While on a walk in the Spanish countryside, Reddington was trampled by a bull and killed.
In the moments that led up to the fatal interaction, Red and the animal had a standoff, staring at one another before the bull began to charge at him. While fans didn't see the moment of impact, in the next scene Ressler (Diego Klattenhoff) — who tracked Red down and zeroed in on him in Spain – spots Red's body from a helicopter and finds him crumpled, bloodied, and unresponsive in a ditch with the bull just feet away.
Ressler calls the Task Force to report he's found his former colleague and places Red's signature hat (which fell off during the bull attack) on his body, serving as a sign of respect and an official goodbye.

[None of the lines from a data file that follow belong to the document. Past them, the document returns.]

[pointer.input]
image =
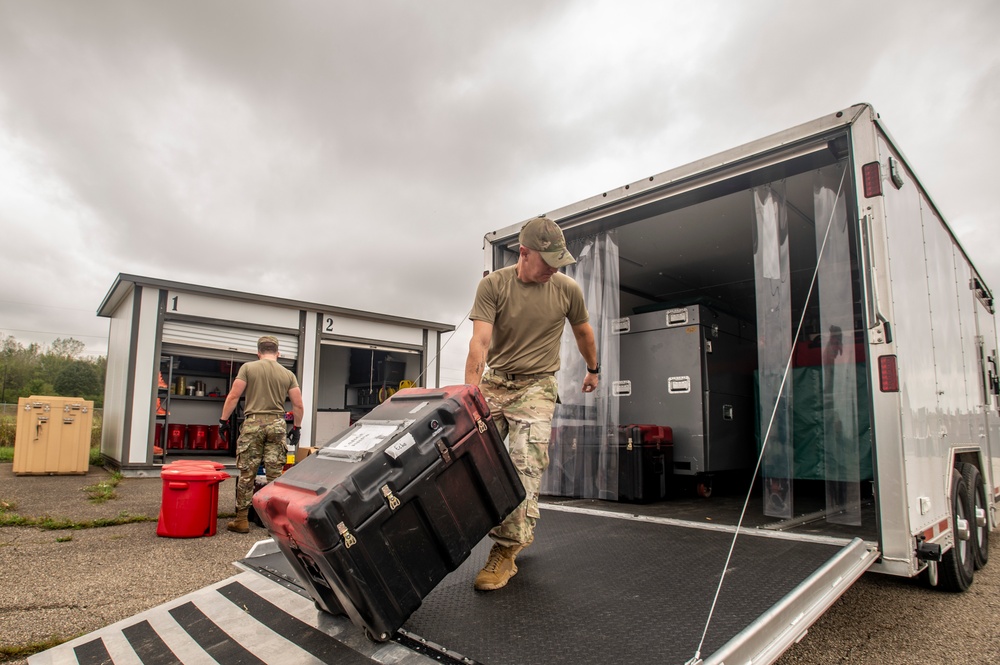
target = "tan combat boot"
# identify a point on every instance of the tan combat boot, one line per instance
(499, 568)
(240, 524)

"More than anyone I've ever known he's always been at peace with death," Dembe Zuma's (Hisham Tawfiq) said about Red in an emotional monologue. "He says, 'Death is inevitable. It will come for us all. And that inevitability robs death entirely of its significance. What matters are the things that are not inevitable. The things we create, the things we find, the left we take when everything in our life is leading us right. How we live.' I've always loved him for that. For his remarkable refusal to go quietly into that goodnight."
Recalling Dylan Thomas' poem Do not go gentle into the good night, Dembe continued: "Imagine Raymond, a man surrounded by death in so many ways, so passionately committed to embracing life. He could have surrendered a thousand times over...but instead chooses to rage. To rage against the dying of the light, to rage against he bad guys that would do us all harm, rage to protect those people he loves. To find moments of peace and joy and fun even though he knows the light is still dying. To live a most passionate life knowing it will still lead to the same inevitable end. It's perhaps the most deeply moving choice one can make. It is the lesson at the very core of my time with him. You never imagine this is how it would end, but our time with him, our time together was never about how it ended. It was about the adventure, about life, about Raymond constantly reminding us, showing us, imploring us to rage. To rage."
How Red foreshadowed his death early on in Season 10
The matter in which Red met his end may seem sudden. Especially considering the criminal mastermind has battled a mystery illness for a number of seasons — he even coughed up blood in the finale — which could have led to his natural end. Also, keeping in mind his high-stakes line of work, a violent death is to be expected. But dying at the hands of a bull...
As it turns out, Red's death is a fitting callback to one of his famous monologues from Season 10, Episode 5's "The Dockery Affair". While speaking to Siya (Anya Banerjee) during the episode he told her the story of a legendary Spanish bullfighter who he greatly admired, Manolete, who was actually a real person.
As Siya recalled in the series finale, Red looked up to the matador because he was "a man who found it easier to risk his life than live his life without risk." It turned out that Red ran off to Spain to return a bull head skull to its rightful country, inspired by Manolete's story.
The iconic matador was killed by a bull, so it makes sense that Red had him in mind when he locked eyes with the animal in his his final moments — seemingly making the choice to risk his own life in that instance. Another fitting touch was a Spanish version of Frank Sinatra's "My Way" playing in the background, acting as a nod to Red's death being his own choice.
“I really felt like this was complete, and I loved how it really completed a circle, in a way,” Spader told The Associated Press about The Blacklist's ending. “It wasn’t just an unbroken line from point A to point Z, but it was a circle of sorts.”
The actor continued, “I was very, very glad we were able to end it exactly the way we wanted to end it. It was deliberate and we weren’t taken by surprise in terms of when the ending was going to come. You’ll see that the ending has conviction and we commit to it.”